Can I ask what is your opinion about their core CapEx, i.e. model training?
The general trend I observe is that the "shelf lives" of large language models are really short. It costs $1-10 billion to train cutting-edge models at the moment, and they only really last 6 months at best.
There seems to be very little brand loyalty too. Whenever a shiny new thing comes out, people just switch over, which implies that they constantly need to fight the time decay.
It's high, really high. But, that isn't bad. In fact... they are better of with it being extremely high. Then scale matters. They need enough revenue at high enough margins to earn a decent return on that spend, but higher is, from a competitive perspective, better.

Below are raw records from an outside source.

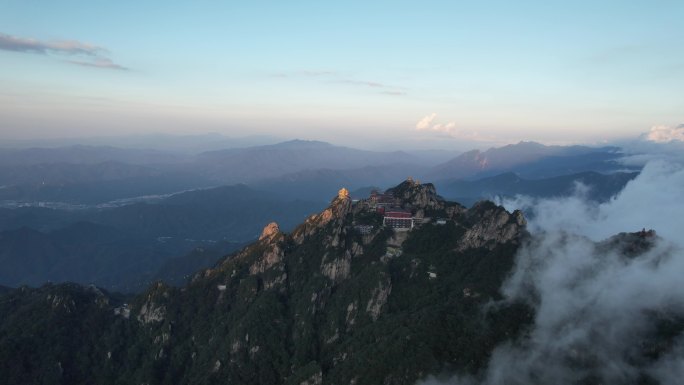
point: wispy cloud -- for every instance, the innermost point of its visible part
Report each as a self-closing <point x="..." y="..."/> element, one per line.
<point x="665" y="134"/>
<point x="336" y="77"/>
<point x="428" y="124"/>
<point x="91" y="55"/>
<point x="99" y="63"/>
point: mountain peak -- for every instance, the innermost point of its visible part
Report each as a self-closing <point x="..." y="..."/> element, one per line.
<point x="271" y="230"/>
<point x="414" y="194"/>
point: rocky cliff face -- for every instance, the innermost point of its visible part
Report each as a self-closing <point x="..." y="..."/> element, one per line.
<point x="340" y="300"/>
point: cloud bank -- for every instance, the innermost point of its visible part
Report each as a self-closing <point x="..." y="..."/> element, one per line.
<point x="666" y="134"/>
<point x="596" y="305"/>
<point x="428" y="124"/>
<point x="92" y="56"/>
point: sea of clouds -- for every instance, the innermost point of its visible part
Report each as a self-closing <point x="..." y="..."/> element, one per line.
<point x="594" y="307"/>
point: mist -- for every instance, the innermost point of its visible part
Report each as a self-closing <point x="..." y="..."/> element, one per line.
<point x="597" y="304"/>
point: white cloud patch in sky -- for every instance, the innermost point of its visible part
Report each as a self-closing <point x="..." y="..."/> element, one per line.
<point x="426" y="122"/>
<point x="92" y="55"/>
<point x="665" y="134"/>
<point x="450" y="129"/>
<point x="595" y="307"/>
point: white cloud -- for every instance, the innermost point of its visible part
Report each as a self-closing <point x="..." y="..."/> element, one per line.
<point x="665" y="134"/>
<point x="450" y="129"/>
<point x="93" y="56"/>
<point x="595" y="307"/>
<point x="426" y="122"/>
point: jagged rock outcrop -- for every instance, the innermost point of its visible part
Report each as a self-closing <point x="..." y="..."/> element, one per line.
<point x="491" y="225"/>
<point x="325" y="304"/>
<point x="413" y="194"/>
<point x="270" y="231"/>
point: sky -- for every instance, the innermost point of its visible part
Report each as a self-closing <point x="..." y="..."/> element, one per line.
<point x="364" y="73"/>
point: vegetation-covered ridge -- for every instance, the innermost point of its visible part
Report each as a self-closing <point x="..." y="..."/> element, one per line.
<point x="341" y="299"/>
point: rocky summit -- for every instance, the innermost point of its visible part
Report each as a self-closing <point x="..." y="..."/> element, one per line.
<point x="349" y="297"/>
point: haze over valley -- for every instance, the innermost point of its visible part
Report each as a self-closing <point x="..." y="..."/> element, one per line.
<point x="317" y="193"/>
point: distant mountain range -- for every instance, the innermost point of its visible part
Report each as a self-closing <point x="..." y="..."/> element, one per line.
<point x="600" y="187"/>
<point x="297" y="169"/>
<point x="117" y="217"/>
<point x="123" y="248"/>
<point x="329" y="304"/>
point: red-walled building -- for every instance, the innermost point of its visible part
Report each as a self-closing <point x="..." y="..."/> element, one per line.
<point x="398" y="218"/>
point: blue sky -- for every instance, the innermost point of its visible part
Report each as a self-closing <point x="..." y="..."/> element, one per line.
<point x="430" y="73"/>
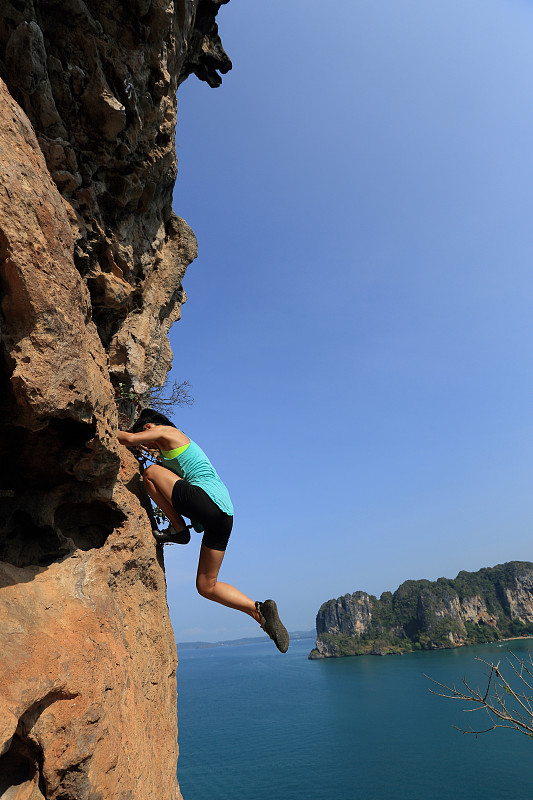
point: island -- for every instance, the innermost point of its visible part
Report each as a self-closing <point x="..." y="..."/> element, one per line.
<point x="492" y="604"/>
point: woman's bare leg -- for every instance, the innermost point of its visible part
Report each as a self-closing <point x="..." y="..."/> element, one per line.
<point x="159" y="483"/>
<point x="209" y="586"/>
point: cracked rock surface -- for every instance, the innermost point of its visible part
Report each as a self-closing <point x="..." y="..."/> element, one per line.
<point x="91" y="263"/>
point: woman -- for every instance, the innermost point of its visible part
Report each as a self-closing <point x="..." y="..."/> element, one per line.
<point x="185" y="482"/>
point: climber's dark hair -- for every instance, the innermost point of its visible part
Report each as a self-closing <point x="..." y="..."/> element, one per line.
<point x="149" y="415"/>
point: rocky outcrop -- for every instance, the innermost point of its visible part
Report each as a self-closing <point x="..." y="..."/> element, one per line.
<point x="477" y="607"/>
<point x="98" y="82"/>
<point x="91" y="262"/>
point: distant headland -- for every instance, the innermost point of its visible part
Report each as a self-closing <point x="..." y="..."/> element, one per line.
<point x="492" y="604"/>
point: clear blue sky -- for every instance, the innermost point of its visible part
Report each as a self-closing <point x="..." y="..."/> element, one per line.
<point x="358" y="329"/>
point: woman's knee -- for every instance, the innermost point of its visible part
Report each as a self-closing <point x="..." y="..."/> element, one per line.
<point x="206" y="585"/>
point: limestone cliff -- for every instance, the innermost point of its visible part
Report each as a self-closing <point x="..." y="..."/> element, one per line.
<point x="494" y="603"/>
<point x="91" y="263"/>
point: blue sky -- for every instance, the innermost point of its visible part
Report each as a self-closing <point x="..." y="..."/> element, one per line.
<point x="358" y="326"/>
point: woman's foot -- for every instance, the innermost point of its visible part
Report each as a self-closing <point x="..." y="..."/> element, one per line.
<point x="272" y="625"/>
<point x="171" y="535"/>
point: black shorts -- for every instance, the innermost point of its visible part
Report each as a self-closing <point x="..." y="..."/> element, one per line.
<point x="194" y="503"/>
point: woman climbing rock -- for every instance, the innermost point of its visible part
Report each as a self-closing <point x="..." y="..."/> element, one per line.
<point x="186" y="483"/>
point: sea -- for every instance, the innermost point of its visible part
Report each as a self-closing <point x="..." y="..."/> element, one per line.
<point x="255" y="725"/>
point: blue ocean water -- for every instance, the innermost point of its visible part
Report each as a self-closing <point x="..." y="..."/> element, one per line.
<point x="256" y="725"/>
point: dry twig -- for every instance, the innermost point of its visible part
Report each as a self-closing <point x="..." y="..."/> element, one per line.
<point x="506" y="706"/>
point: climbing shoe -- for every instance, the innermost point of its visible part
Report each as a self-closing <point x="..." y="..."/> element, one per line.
<point x="169" y="535"/>
<point x="272" y="625"/>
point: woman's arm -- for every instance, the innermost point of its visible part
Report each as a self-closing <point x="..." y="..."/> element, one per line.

I understand your logic ("the high CapEx is the moat"), but on the other hand, isn't it be a bit like multiple high speed railway systems trying to connect San Francisco to Los Angeles?
And there are three internal players chasing the same goal at the moment (OpenAI, Anthropic and Google), and two others (Deepseek and Alibaba/Qwen). What will prevent them from cutting the price floor each other?
Looking from a different angle: Microsoft has been able to maintain its monopoly because it was/is a huge pain for companies to switch the operating system, but do LLMs have that stickiness?
> You're missing the point. There was a lot of debate around if inference was subsidized or not.
To answer that question you have to take into account the cost to produce the thing that inference uses. If you don't, then that's like claiming that the total cost of a car is the cost to keep it on a dealer's lot until it's sold.
"Figuring out how much R&D adds to the total cost of a thing" absolutely isn't a new problem. And given that models seem to get supplanted every year, it's not like you're gonna be able to spread those R&D costs out very much.